When it goes [breathes out]  what a joy to see it go.

This is true freedom.

*image credit to realbuddhaquotes.com

Breathe. Be Here. Be Present.

I think a lot. A lot.

I realize that most of my thinking hinders my ability to simply experience the beauty of the present moment. The sounds. The smells. The colors. The joy of being part of the eternal now.

My thoughts give rise to my emotions, which gives rise to more thoughts, and circles endlessly.
When I interrupt my thinking mind I feel peaceful. I don’t project myself into the future or wallow in my past or my fears.
Letting the thoughts just play like a song on a radio allows me to be the observer of the thoughts without identifying or giving them more energy to persist.
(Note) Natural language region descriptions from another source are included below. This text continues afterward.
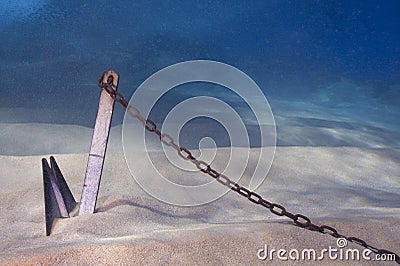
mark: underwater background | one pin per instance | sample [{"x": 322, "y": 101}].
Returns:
[{"x": 329, "y": 69}]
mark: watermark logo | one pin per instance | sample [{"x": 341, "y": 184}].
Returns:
[
  {"x": 341, "y": 253},
  {"x": 153, "y": 178}
]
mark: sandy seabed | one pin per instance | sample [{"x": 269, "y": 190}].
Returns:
[{"x": 356, "y": 190}]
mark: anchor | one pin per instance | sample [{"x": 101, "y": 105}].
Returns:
[{"x": 58, "y": 199}]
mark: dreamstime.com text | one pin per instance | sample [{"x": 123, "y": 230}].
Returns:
[{"x": 333, "y": 253}]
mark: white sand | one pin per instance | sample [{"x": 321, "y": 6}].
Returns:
[{"x": 356, "y": 190}]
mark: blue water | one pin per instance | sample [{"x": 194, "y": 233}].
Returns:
[{"x": 330, "y": 69}]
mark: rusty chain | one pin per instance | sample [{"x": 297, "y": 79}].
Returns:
[{"x": 277, "y": 209}]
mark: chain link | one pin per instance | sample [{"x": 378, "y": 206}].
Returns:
[{"x": 252, "y": 196}]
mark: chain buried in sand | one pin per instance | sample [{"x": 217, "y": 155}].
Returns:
[{"x": 277, "y": 209}]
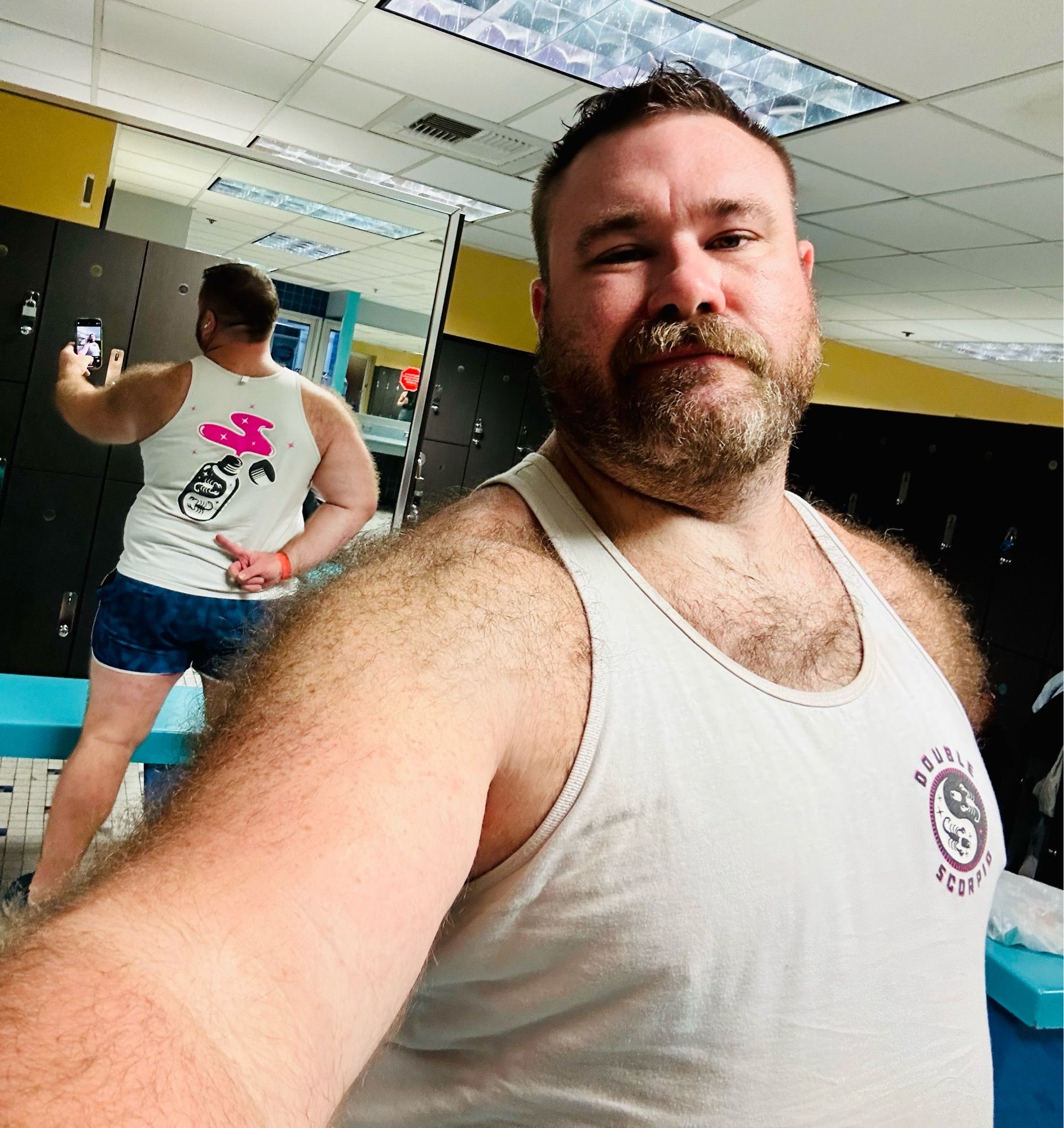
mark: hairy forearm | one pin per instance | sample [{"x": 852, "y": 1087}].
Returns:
[
  {"x": 87, "y": 1037},
  {"x": 330, "y": 527}
]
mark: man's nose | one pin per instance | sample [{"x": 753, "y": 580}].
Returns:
[{"x": 691, "y": 286}]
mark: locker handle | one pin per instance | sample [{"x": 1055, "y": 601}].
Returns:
[{"x": 67, "y": 607}]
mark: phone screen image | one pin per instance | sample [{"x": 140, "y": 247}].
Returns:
[{"x": 89, "y": 342}]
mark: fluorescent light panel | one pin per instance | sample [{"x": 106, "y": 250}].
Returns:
[
  {"x": 995, "y": 350},
  {"x": 312, "y": 208},
  {"x": 620, "y": 42},
  {"x": 305, "y": 248},
  {"x": 473, "y": 209}
]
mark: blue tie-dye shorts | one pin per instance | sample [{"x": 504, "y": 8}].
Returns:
[{"x": 142, "y": 629}]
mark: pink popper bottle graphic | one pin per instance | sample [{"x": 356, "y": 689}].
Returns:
[{"x": 209, "y": 491}]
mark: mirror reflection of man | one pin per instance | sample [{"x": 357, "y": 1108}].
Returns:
[
  {"x": 232, "y": 443},
  {"x": 662, "y": 764}
]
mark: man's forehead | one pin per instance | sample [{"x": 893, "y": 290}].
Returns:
[{"x": 696, "y": 157}]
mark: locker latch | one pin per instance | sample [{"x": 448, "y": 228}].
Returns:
[
  {"x": 30, "y": 313},
  {"x": 67, "y": 607}
]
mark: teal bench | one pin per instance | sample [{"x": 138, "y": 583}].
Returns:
[{"x": 41, "y": 719}]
When I let my thoughts carry me away like the mighty waves of an ocean, I lose myself in my mind. I drown. I start to believe my limiting thoughts are my reality. I play and replay scenarios in my head. I remember the past. I rehearse for the future. I replay all my fears. I analyze. Overthink. I beat an idea down over and over until I am overwhelmed and uneasy.

Then I remember  I have a choice. I can either live in my head or live in the moment. Do I live in the mental stories or do I actually live? The stories make me feel good or make me feel bad, or something in between. The stories do not provide lasting peace as they are always changing, analyzing, criticizing, judging.
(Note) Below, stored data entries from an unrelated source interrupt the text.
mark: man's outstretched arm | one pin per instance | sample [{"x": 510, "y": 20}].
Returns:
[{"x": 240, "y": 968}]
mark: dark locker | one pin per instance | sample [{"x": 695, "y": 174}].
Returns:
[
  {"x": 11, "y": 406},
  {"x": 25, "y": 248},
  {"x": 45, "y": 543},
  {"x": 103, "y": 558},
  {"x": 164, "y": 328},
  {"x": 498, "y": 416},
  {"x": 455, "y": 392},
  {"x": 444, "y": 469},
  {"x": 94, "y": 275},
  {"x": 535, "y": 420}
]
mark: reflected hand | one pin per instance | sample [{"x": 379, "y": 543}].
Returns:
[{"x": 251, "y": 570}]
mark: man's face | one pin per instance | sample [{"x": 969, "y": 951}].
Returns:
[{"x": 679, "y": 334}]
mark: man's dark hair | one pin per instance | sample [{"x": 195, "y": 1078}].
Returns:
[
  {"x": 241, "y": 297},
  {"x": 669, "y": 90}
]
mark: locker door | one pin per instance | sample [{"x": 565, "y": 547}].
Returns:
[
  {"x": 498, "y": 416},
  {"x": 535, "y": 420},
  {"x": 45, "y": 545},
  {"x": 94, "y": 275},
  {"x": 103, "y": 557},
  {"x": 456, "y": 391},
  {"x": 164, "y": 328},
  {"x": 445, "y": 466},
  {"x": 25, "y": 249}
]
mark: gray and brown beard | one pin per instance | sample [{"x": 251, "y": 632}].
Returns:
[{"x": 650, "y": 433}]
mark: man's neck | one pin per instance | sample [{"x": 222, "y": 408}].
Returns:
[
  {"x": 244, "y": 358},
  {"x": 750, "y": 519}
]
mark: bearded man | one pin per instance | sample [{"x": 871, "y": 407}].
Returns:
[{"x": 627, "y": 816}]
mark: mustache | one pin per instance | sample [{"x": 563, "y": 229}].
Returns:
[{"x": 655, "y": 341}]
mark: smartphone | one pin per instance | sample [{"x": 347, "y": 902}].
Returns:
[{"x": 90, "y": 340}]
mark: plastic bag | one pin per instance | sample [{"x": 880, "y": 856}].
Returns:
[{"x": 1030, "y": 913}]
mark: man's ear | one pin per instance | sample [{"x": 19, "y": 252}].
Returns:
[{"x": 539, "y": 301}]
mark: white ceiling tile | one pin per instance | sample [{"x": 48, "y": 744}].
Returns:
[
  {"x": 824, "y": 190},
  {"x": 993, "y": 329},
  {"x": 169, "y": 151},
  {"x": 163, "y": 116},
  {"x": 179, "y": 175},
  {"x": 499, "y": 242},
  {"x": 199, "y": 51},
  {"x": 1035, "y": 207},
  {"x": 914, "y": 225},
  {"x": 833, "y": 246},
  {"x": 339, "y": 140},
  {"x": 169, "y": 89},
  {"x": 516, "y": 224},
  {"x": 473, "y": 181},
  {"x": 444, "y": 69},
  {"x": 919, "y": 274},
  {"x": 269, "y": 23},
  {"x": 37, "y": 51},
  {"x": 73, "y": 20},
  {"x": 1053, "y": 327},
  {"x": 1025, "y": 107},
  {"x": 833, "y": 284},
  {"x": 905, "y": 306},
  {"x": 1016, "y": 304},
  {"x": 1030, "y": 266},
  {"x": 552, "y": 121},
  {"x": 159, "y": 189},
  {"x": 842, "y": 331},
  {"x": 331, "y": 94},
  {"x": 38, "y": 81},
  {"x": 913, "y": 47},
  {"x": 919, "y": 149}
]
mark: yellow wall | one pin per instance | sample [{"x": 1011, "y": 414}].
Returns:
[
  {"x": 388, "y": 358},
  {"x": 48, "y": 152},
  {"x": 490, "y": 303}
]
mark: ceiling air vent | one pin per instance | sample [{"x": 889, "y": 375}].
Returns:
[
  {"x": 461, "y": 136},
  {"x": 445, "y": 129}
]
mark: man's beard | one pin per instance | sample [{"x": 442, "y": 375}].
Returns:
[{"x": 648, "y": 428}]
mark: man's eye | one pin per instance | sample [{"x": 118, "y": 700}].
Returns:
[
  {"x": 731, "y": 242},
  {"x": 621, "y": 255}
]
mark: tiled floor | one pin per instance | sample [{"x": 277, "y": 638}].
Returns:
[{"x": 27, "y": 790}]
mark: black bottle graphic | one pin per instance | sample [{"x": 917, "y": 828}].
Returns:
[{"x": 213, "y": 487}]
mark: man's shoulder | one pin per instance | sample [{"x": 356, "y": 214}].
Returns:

Regret. Fear. Anxiety. Love. Nostalgia. Guilt. Shame. Sadness. Pride. Creativity. My myriad of emotions. It’s all tossed in my head like a salad.

Then I chose to take a seat. I just sit there and watch the thoughts. I watch them until they are done rising and sinking. I let them ride but I don’t join. I actively interrupt the thoughts by commanding myself to “Be here. Be present.” I take deep breaths and focus on the feeling of the air filling my lungs and then releasing.

In…
Out…
In…
Out…
Be here.
Be present.
In…
Out…
In…
Out…
Be here.
Be present.

My mind becomes quiet. I am brought back to the present moment where everything is ok. The colors penetrate my eyes. The smells dance in my nostrils. The sounds tickle my ears. The air makes sweet love to my lungs. I am well. I am here. I am not identified with the stories in my head. I am not my memories. I am not projecting myself into the future. I am not trying to control. I am not trying to do more, be more, have more to prove some point to myself or the world. I just am. I just am this living being who is settled in peace, inner stillness and soothing joy.